A principios de julio, la decisión del Presidente Gabriel Boric de asistir a la cumbre de los BRICS en Río de Janeiro, por invitación de Brasil, parecía un movimiento más en el tablero de la diplomacia multilateral. Para el gobierno, era una oportunidad de dialogar con el "Sur Global", fortalecer lazos con economías emergentes y posicionar a Chile en debates sobre el futuro climático y digital. "Nos permitirá estar presentes en los grandes debates del futuro", afirmó el mandatario desde Brasil.
Sin embargo, en Chile, la decisión ya había encendido las alarmas. Figuras de la oposición, como la candidata presidencial Evelyn Matthei, advirtieron sobre los riesgos de un gesto que consideraban un "gustito ideológico". "Chile es un país muy pequeño (...) siempre me parece pretencioso pensar que Chile va a imponer sus principios en el mundo", declaró Matthei a fines de junio, subrayando la dependencia del país del comercio internacional y la importancia de no incomodar a socios estratégicos como Estados Unidos.
En el Senado, la Cancillería intentó calmar las aguas. La subsecretaria Gloria de la Fuente aseguró el 1 de julio que Chile asistía solo como observador y que un ingreso formal al bloque —que incluye a China, Rusia e Irán— no estaba en la agenda. Pese a ello, senadores opositores como Iván Moreira y Rojo Edwards manifestaron su "preocupación por las señales" enviadas, temiendo consecuencias concretas como la pérdida de la Visa Waiver. En la vereda oficialista, el senador José Miguel Insulza calificaba el debate como una "tormenta en un vaso de agua".
Una vez en Río de Janeiro, el Presidente Boric ejecutó una calculada pieza de equilibrio diplomático.
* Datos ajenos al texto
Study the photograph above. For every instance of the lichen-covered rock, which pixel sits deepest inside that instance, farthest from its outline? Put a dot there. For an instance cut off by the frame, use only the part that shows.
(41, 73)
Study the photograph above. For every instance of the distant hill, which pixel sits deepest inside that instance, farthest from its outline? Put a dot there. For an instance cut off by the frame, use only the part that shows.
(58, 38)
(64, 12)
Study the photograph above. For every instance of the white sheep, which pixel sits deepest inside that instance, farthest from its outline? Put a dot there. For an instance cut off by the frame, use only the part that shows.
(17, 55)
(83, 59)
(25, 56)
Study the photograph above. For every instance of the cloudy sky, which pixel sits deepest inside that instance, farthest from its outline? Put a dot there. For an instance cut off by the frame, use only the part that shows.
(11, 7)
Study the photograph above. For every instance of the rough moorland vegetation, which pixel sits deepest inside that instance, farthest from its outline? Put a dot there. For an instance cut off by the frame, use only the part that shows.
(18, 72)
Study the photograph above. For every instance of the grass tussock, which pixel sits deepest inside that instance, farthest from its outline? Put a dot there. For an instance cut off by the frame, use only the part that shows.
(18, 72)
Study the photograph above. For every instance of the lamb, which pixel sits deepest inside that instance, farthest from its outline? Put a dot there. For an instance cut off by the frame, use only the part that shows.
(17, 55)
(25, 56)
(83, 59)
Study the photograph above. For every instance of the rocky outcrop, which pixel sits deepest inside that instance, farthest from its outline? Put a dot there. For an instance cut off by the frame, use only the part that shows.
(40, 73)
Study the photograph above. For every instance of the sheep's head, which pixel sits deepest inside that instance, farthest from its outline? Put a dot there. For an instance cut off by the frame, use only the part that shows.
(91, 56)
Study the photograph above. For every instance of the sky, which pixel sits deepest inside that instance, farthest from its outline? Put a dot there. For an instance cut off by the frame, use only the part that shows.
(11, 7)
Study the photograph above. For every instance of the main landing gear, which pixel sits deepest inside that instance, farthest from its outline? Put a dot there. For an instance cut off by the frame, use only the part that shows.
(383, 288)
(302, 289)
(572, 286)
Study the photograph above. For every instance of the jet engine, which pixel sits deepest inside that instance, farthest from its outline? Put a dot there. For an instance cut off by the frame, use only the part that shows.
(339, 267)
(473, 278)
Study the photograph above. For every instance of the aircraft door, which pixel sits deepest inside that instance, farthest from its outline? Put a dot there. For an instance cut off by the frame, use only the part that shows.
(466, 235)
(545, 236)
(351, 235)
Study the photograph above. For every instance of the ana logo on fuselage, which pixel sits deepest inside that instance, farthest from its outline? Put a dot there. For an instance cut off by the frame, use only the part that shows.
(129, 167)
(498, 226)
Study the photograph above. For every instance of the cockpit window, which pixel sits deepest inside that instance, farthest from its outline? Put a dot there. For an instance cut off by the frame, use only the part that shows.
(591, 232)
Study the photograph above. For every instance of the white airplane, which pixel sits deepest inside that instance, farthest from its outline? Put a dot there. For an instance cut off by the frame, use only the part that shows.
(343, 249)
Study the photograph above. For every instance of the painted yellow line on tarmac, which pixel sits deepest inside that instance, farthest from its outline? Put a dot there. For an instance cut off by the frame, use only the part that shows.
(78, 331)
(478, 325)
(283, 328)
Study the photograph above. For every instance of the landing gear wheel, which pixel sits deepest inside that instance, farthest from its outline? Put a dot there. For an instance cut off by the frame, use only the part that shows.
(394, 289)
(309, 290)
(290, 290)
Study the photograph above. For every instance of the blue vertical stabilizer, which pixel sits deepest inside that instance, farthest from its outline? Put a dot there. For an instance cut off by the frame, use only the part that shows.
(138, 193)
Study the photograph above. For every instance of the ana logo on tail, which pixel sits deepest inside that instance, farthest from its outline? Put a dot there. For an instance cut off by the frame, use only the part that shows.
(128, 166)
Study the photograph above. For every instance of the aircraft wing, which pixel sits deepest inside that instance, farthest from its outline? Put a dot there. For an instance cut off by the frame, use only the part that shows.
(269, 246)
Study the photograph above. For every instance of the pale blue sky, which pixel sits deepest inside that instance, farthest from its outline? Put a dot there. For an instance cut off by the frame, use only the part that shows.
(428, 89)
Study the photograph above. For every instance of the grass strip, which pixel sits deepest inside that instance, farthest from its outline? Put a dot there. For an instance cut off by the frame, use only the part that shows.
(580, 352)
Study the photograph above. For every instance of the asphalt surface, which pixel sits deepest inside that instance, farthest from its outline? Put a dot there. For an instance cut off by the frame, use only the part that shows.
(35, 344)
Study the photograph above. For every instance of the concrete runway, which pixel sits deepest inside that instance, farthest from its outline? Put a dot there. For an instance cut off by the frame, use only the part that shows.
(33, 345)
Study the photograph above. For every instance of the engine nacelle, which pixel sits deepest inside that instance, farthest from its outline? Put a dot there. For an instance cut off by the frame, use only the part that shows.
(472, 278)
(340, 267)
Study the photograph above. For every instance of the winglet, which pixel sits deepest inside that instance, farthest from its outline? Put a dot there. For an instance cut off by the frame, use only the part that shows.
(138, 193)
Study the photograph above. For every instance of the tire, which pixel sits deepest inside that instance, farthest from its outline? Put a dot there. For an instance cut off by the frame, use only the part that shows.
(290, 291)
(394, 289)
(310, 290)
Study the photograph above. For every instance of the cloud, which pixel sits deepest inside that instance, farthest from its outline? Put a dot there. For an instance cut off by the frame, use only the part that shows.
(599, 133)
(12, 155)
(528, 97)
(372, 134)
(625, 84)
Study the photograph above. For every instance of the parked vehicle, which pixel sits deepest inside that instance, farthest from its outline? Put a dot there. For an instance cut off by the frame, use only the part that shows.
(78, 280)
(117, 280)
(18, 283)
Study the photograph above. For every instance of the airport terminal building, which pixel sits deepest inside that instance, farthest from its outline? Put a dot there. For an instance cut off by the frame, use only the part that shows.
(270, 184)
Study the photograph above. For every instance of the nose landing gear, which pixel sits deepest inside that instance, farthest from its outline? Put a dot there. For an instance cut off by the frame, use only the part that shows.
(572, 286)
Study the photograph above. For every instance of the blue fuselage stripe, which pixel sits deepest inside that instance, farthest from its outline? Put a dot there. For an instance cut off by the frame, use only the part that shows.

En un foro donde se sentaba el canciller ruso, y en un contexto de alta tensión global, Boric no eludió los temas espinosos. Hizo un llamado a condenar "toda invasión que afecte la soberanía de un Estado", en una clara alusión a la agresión de Rusia contra Ucrania. Simultáneamente, y con la misma firmeza, reiteró su condena a las acciones de Israel en Palestina.
El mensaje era claro: Chile aplicaría un estándar único y universal en materia de derechos humanos y derecho internacional, sin importar el bloque o la potencia involucrada. "No podemos repetir la lógica de la Guerra Fría en donde un bando criticaba al otro pero jamás se refería a las vulneraciones que sucedían en su propio campo de influencia", publicó el mandatario en sus redes sociales, evocando la tradición de la política exterior chilena.
La respuesta no tardó en llegar, y no provino de los anfitriones del BRICS, sino desde Washington. La noche del 6 de julio, el presidente Donald Trump lanzó una advertencia directa a través de sus redes sociales: impondría un arancel adicional del 10% a "cualquier país que se alinee con las políticas antiamericanas de BRICS".
La amenaza materializó instantáneamente los peores temores de la oposición chilena y transformó un debate interno en una crisis diplomática latente. El Kremlin respondió afirmando que el bloque "no amenaza a nadie", mientras China pedía calma. La propia declaración final de los BRICS expresó "seria preocupación" por las medidas arancelarias unilaterales que "distorsionan el comercio".
Desde La Moneda, la reacción fue de contención. El canciller Alberto van Klaveren afirmó categóricamente: "No nos sentimos aludidos". Argumentó que Chile, como país invitado, no suscribe automáticamente las declaraciones del bloque y que define su política exterior de manera soberana. "Chile no se alinea con determinados grupos de países", insistió, buscando desmarcar la participación en la cumbre de un alineamiento estratégico.
Pasadas las semanas, el episodio ha madurado para revelar una encrucijada fundamental para Chile. La visita a los BRICS y sus secuelas han dejado de ser una anécdota de política exterior para convertirse en un caso de estudio sobre el lugar del país en un orden global en plena reconfiguración.
Las perspectivas en disputa son claras y profundas:
El tema está lejos de cerrarse. La amenaza arancelaria de Estados Unidos, aunque no se ha concretado, permanece como una posibilidad latente que condiciona futuras decisiones comerciales y diplomáticas. Internamente, la controversia ha echado más leña al fuego de un año electoral, donde la política exterior se ha convertido en un campo de batalla para definir dos modelos de país y de inserción en el mundo.
La pregunta que queda suspendida en el aire es si Chile podrá sostener su delicado equilibrio, defendiendo un multilateralismo basado en principios universales, o si las crecientes presiones de un mundo polarizado lo forzarán a elegir un bando en la encrucijada de los gigantes.